Cautiously Reaching for the Cloud
By Larry Mogelonsky , Owner of Hotel Mogel Consulting Limited and the founder of LMA Communications Inc.
The world has already moved online, and what's now making this global interconnected web churn are the numerous data storage facilities housing terabytes of readily accessible information no matter the local access point. We call this 'The Cloud'.
Loss of Control
With cloud-based systems, you are never in total control because it is not your system. Whether the information is housed with Google, Apple or any other major supplier, if they go down, your hands are tied. And please don't shrug this off because of the trust you might have in such large tech companies - it can still happen! Depending on the cloud architecture and how your information is hopping around from server to server, it may take a long time to get your data back or, worse, there may be no data left to recover at all. With on-premise data management, however, system availability is never a problem.
Moreover, all this hopping around represents a potential point of breach as you will not have full control over the security of your information. As well, the more middlemen, storage devices, administrators and governing bodies you fold into to this processing chain, the more weak points you are also introducing. The bottom line is that the bigger the cloud you host your data with, the more users there are on the system and the more possible access points there now are.
A straightforward hybrid solution for this is to install a local backup for seamless business continuity. This ensures that the moment you lose your connection to the cloud, you can work on an on-premise backup then sync the information once the internet is fully functional again.
In its most basic form, a Janus or man-in-the-middle attack (MITM) happens when someone impersonates the digital identity of a trusted online authority then, for instance, warning a user that his or her account might be compromised and requesting sensitive details to remedy the situation. Believing that the correspondence is being made on behalf of an official source, victims would then enter their passwords or other private information via what appears to be a secure access point, thereby giving the attacker the key to their email records or online data backups.
Phishing is a common form of a MITM attack with the objective being simply eavesdropping or something more malicious like the installation of ransomware. This occurs when a phisher secrets relays or possibly alters the communications between two parties who both believe that they are communicating directly and privately. Every online service you recruit thus presents yet another opportunity for a MITM attack as you are introducing yet another form of communication between the hotelier and the cloud. First, relying on a trusted vendor means that there is now the potential for a phisher to impersonate this supplier. Second, once someone has gained access to your online data systems, it is far easier for them to do damage or delete records.
A straightforward example of how a MITM attack might occur at a hotel would be when a guest tries to access the WiFi network. A hacker can create an online portal that looks legitimate and asks for the guest's name, room number and possibly a username or password. It seems trustworthy, but now the phisher has a back door into the guest's system. And worse still, there's already a limited variety of WiFi auditing and vulnerable device collection software available for everyday purchase that allows nearly anyone to perform a MITM intercept.
What's on the Horizon
As cybersecurity is of tremendous importance to not only safeguard your guest's sensitive credit card information but to also protect your hotel's reputation, the near future will present many possible solutions to the current forms of data breach. However, it's a bumpy road, and in this arms race where hackers are going ever-more creative with their techniques, there will be new problems cropping up that you must also keep in mind.

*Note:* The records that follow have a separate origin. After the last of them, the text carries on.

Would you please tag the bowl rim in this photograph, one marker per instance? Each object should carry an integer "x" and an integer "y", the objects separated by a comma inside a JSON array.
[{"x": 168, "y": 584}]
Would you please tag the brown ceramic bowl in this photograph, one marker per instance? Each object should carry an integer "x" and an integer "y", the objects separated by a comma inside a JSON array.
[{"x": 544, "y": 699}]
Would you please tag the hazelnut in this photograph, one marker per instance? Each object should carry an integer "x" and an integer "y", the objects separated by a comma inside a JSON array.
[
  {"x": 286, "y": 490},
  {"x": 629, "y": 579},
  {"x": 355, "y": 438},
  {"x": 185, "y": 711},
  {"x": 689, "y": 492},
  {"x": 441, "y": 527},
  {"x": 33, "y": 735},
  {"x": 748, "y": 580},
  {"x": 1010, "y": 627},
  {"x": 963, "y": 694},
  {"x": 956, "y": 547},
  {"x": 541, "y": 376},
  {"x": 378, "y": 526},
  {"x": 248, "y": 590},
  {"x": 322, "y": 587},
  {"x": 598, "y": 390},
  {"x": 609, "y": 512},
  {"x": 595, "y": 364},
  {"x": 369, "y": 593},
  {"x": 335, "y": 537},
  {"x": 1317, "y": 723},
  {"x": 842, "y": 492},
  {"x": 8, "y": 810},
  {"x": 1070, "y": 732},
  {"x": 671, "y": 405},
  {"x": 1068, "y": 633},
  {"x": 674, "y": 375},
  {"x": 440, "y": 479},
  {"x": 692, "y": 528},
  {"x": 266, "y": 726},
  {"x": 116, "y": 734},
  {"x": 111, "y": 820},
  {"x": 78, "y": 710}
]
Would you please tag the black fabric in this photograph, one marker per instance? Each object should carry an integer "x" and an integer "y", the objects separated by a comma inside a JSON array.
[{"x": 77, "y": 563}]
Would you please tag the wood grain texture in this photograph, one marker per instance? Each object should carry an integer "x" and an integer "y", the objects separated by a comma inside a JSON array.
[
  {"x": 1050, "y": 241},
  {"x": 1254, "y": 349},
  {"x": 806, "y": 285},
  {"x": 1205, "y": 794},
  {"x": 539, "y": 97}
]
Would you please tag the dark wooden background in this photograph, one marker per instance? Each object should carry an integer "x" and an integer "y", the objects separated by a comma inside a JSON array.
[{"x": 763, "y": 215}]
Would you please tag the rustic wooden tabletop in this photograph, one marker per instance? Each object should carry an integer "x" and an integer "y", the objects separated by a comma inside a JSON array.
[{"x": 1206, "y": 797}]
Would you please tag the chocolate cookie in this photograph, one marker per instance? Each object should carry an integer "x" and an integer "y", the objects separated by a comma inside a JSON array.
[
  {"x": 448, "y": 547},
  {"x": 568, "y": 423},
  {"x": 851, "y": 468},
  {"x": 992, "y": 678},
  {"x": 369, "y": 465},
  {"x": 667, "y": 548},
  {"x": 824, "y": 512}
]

The most relevant issue to follow is the deregulation of online data privacy and net neutrality currently afflicting companies operating in the United States. Unless the European Union which is moving towards increased regulation of the cloud, this rollback has the potential to amplify those kinds of cyberattack addressed above.
Next is the act of skimming which was traditionally used by identity thieves to illegally collect data from the magnetic stripes of a debit card, credit card or even those used to manage guestroom doors. Moving towards keyless entry has reduced the likelihood for this old-style form of skimming, but has then presented a more pernicious mutation where hackers can now hijack information via RFID (radio-frequency identification) or NFC (near-field communication) processes. These forms of transactions are considered contactless because they rely on proximity and generally do not require any form of 2FA (two-factor authentication) like simultaneously punching in a pin number. The scary part is that there are tools that can spoof a card's details from as far as 50 yards away.
Third is the proliferation of augmented reality (AR) devices which can be used in tandem with a traditional computer monitor to different content display. With AR equipment synced to a set of software protocols, basic security is heightened as you can all but eliminate the problem of shoulder surfing whereby sensitive information will only be projected onto a user's glasses and not onto the big screen's desktop.
Lastly, although only tangentially related to cybersecurity, the realm of biometric and intelligent video analysis is worth mentioning as oftentimes any online attack is accompanied by an onsite activity of some sort such as locally accessing your property's WiFi network or leaving a device plugged in. Increased security measures in this regard translate to significantly better real-time facial recognition as well as object analysis. For instance, monitor systems can now tell when someone leaves a bag unoccupied and alert personnel to investigate.
Any way you slice it, this will be a hot button topic for many years to come. With the potential for enormous damage, though, it would be prudent for you to keep apace with how cloud technologies are progressing, especially given the fact that they are not as safe as you may have been led to believe.